Prédica: Lucas 21.25-36
Leituras: Jeremias 33.14-16 e 1 Tessalonicenses 2.9-13
Autoria: Atílio Juan Hunzicker
Data Litúrgica: 1º Domingo de Advento
Data da Pregação: 29/11/2015
Proclamar Libertação - Volume: XL
Atentos e vigilantes
1. Introdução
Nosso texto inicia o tempo de Advento segundo a série “C”. O Evangelho de Lucas acompanhar-nos-á durante este ano litúrgico que começa neste 1º Domingo de Advento. É provável que os quatro domingos antes do Natal, também delimitados pela data, não sejam suficientes para expor toda a riqueza teológica deste tempo de preparação para uma espera ativa. Lamento não ter acesso a todos os exemplares do PL. Limito-me a lembrar que o nosso texto já foi refletido nos PL III, p. 209; XVII, p. 9 e XXIV, p. 9.

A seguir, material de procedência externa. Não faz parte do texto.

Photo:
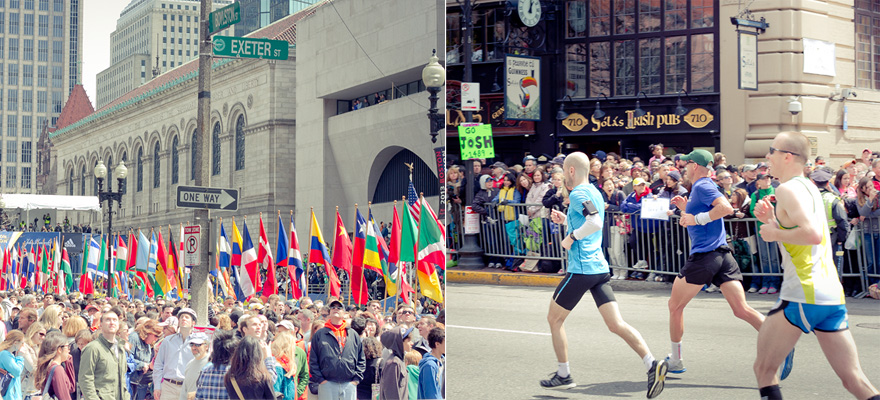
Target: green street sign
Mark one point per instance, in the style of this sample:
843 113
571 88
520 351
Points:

O Natal, como celebração de gratidão pelo nascimento de Jesus, tradicionalmente tem um peso enorme em nossa devoção e piedade, o que pode eclipsar a importância do Advento. Na verdade, Advento é o tempo para recuperar nossas forças, fortalecer a esperança e dirigir o nosso olhar em direção ao “Filho do Homem vindo numa nuvem, com poder e grande glória”.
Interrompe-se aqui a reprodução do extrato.